I quickly realized that we qualified in the state of California (she’s more than ten years older) and that my current adoptive parents wouldn’t have to approve or even be notified—an important piece as I’m not doing this to punish them. I’m doing what is best for me and hopefully what my roommate will decide is best for us. She knows I’m not vying for inheritance rights; material things have never mattered to me, much to my current adoptive mother’s dismay. I would like to be able to help with her aging parents or even with her, should my care be helpful. I know what it’s like to be an only child worried about caring for elderly parents on my own and if I can ease some of that burden by having legal rights that allow me to stand in for her should she be unavailable, it would be my honor to do so.

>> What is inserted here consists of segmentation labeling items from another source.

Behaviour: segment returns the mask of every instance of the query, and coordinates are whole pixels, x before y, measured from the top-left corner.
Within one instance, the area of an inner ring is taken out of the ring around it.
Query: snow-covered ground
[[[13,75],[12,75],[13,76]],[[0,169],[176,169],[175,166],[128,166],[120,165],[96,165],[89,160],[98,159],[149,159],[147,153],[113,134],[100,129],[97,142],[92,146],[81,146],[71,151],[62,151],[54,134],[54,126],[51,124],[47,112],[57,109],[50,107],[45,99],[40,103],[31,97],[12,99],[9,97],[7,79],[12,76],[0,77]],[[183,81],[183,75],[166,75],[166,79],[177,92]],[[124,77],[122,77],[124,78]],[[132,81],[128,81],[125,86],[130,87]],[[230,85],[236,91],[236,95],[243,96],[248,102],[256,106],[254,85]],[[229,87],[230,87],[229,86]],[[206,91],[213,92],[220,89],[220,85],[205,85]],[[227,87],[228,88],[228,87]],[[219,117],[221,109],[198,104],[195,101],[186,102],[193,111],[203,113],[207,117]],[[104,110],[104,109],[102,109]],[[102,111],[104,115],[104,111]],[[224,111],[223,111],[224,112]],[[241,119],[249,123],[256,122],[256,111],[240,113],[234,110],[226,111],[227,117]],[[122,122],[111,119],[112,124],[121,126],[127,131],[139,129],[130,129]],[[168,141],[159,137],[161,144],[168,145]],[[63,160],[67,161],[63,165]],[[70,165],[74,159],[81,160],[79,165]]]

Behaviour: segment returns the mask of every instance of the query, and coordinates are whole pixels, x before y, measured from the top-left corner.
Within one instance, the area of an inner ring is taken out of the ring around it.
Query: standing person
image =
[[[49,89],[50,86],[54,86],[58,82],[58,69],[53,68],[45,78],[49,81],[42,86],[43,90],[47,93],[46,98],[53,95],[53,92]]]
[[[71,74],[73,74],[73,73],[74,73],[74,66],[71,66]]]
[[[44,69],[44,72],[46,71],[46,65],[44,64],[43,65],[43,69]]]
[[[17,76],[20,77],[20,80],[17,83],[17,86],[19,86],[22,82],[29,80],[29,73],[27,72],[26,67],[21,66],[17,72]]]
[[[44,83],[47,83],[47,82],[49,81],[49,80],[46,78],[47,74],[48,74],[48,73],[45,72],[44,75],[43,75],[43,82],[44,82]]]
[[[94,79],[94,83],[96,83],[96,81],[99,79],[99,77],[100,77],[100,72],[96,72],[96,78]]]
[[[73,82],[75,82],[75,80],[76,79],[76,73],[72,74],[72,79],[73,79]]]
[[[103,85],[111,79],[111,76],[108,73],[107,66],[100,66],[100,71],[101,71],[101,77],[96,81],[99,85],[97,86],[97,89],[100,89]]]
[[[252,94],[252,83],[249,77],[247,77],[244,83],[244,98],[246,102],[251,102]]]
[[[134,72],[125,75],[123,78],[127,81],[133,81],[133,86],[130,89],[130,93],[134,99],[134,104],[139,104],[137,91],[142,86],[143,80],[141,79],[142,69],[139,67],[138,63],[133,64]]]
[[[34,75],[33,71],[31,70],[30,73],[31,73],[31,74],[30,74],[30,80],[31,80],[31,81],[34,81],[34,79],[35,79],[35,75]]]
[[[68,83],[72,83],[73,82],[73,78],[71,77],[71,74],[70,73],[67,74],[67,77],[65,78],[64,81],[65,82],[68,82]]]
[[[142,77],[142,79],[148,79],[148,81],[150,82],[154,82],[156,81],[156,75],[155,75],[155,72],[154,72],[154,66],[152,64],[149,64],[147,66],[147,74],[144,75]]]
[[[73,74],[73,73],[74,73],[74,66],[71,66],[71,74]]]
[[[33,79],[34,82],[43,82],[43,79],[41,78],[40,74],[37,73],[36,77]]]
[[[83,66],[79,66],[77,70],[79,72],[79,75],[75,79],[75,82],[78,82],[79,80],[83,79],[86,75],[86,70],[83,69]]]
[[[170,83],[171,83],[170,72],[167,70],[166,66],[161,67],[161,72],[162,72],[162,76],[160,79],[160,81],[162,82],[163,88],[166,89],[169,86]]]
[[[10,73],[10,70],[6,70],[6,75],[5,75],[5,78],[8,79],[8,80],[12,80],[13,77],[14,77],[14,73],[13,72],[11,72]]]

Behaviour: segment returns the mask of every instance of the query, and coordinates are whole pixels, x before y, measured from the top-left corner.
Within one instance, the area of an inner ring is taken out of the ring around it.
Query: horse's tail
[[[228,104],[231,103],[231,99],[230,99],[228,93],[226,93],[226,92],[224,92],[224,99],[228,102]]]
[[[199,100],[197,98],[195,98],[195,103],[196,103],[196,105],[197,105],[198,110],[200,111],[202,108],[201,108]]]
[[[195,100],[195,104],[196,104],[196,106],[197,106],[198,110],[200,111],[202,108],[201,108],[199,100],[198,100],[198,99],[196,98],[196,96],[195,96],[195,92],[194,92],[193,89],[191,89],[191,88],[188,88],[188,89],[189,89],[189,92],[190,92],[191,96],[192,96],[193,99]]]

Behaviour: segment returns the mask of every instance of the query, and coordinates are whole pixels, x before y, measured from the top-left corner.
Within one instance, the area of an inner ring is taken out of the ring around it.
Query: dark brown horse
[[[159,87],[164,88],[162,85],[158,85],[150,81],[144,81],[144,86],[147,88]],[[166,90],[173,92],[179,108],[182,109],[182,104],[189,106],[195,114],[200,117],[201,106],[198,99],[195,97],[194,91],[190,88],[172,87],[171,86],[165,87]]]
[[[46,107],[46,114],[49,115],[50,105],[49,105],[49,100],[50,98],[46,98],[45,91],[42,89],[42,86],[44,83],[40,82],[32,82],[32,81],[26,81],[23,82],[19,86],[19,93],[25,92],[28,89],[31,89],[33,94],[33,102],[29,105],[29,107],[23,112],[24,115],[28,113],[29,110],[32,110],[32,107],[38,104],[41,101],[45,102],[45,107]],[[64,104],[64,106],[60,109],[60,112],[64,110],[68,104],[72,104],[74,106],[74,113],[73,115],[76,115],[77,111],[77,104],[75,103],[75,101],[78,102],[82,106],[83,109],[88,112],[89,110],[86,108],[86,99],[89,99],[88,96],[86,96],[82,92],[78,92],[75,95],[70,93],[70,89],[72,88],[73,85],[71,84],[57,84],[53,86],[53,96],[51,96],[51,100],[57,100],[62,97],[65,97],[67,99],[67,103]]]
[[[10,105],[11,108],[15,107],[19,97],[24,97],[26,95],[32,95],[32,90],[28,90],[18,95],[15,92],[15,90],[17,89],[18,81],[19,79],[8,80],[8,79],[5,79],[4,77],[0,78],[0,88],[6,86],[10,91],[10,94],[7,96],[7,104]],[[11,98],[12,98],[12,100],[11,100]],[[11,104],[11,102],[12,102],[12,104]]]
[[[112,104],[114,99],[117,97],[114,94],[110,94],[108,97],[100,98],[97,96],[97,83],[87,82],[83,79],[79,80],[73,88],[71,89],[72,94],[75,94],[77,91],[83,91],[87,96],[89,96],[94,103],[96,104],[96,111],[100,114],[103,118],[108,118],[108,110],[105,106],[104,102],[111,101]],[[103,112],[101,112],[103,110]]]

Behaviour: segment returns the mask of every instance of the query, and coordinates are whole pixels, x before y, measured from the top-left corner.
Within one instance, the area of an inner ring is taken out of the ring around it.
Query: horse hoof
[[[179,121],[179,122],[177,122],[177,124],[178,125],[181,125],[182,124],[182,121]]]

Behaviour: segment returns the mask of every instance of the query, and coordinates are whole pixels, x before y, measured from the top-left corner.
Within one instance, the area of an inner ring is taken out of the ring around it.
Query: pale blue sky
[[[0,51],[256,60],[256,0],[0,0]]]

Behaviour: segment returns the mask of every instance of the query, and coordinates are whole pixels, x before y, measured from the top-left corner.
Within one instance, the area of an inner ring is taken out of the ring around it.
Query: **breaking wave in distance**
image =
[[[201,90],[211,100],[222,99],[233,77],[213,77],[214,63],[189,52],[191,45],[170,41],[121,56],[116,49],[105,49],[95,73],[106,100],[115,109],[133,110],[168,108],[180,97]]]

Our situation is unique, because most adult adoptions are primarily about inheritance rights. People routinely adopt their new spouses’ children; foster families often have to wait until the children are of age to officially adopt them; and reunions between adoptees and birth parents sometimes result in new legal families. Whether or not my roommate—who was teary-eyed after I finished my practicality-filled rambling pitch—decides to make me an official, legal part of her family, I know that I have support here. I trust her completely.

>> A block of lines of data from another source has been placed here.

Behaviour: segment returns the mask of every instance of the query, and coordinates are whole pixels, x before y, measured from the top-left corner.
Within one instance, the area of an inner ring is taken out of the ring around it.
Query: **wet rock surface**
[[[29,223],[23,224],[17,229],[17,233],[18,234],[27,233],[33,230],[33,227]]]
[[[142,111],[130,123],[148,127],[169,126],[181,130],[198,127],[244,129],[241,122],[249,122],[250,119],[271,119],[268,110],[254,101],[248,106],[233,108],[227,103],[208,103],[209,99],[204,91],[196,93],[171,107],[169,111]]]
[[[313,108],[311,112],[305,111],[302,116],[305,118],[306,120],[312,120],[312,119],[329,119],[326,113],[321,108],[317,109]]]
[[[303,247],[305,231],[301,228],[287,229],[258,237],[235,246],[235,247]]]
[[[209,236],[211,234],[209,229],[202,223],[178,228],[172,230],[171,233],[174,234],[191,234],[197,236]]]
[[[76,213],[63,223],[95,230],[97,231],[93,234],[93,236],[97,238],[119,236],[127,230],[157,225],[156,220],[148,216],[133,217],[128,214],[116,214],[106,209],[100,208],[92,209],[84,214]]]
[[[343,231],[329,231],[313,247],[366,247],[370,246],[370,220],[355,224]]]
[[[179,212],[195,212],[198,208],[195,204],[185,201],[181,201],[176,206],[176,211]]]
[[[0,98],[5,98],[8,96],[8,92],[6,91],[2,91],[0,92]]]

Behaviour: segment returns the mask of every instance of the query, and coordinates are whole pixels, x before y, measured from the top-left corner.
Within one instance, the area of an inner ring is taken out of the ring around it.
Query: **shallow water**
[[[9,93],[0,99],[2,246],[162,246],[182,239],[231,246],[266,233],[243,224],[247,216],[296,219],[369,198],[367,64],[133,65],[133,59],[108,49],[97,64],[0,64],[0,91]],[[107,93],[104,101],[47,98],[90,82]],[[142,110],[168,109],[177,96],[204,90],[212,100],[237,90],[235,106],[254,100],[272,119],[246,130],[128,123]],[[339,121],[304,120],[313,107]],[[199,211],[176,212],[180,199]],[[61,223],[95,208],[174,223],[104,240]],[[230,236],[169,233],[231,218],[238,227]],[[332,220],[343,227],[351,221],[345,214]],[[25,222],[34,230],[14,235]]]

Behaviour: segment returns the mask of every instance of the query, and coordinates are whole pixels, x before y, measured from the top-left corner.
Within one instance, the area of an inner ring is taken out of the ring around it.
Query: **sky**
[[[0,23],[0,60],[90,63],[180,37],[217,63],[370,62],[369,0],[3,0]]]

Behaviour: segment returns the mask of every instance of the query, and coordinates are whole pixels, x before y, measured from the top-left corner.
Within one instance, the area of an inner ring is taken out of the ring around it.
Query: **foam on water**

I’m not sure I’ll ever be well in the sense that our individualistic society demands of us. I’ve come to emotional terms with that, but still have to engage in the business of being alive: paying rent, eating, and working. And tending to my health. Should there ever be a time that the best thing for me is to be hospitalized whether or not I want that, I trust her to weigh all the implications and make that call. Should there be an unthinkable accident, I trust her to talk to the other members of my family-by-choice and see that my wishes are carried out whether or not I have up-to-date paperwork on file.

In the end, for me, considering going through the adoption process as an adult is about having the right to configure my family the way that’s best for me—a right we should all have. We may not get to pick the family that raises us, but we should have a say in who we spend our time and emotional capital on as adults. I choose the people who saved my life when I most needed it, when the social safety net completely failed me.